Follistatin-like 1 (FSTL1) has been reported to be a transforming growth factor-beta-inducible gene, and FSTL1 supplementation attenuated ischemic injury and cardiac apoptotic loss in mice.

However, the effect of FSTL1 on DOX-induced cardiomyopathy has not been elucidated.

We aimed to explore whether FSTL1 could prevent DOX-related cardiotoxicity in mice.

Mice were intraperitoneally injected with a single dose of DOX to induce acute cardiotoxicity.

We used an adeno-associated virus system to overexpress FSTL1 in the heart.

DOX administration decreased FSTL1 mRNA and protein expression in the heart and in cells.

FSTL1 prevented DOX-related cardiac injury and inhibited cardiac oxidative stress and apoptosis, thereby improving cardiac function in mice.

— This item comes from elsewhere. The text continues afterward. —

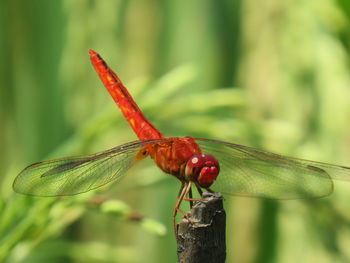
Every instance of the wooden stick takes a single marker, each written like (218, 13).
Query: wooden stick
(201, 234)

FSTL1 also improved cardiomyocyte contractile functions in vitro.

FSTL1 upregulated expression of nuclear factor (erythroid-derived 2)-like 2 (Nrf2) in DOX-treated hearts.

FSTL1 was not capable of protecting against these toxic effects in Nrf2-deficient mice.

In conclusion, FSTL1 protected against DOX-induced cardiotoxicity via upregulation of Nrf2 expression.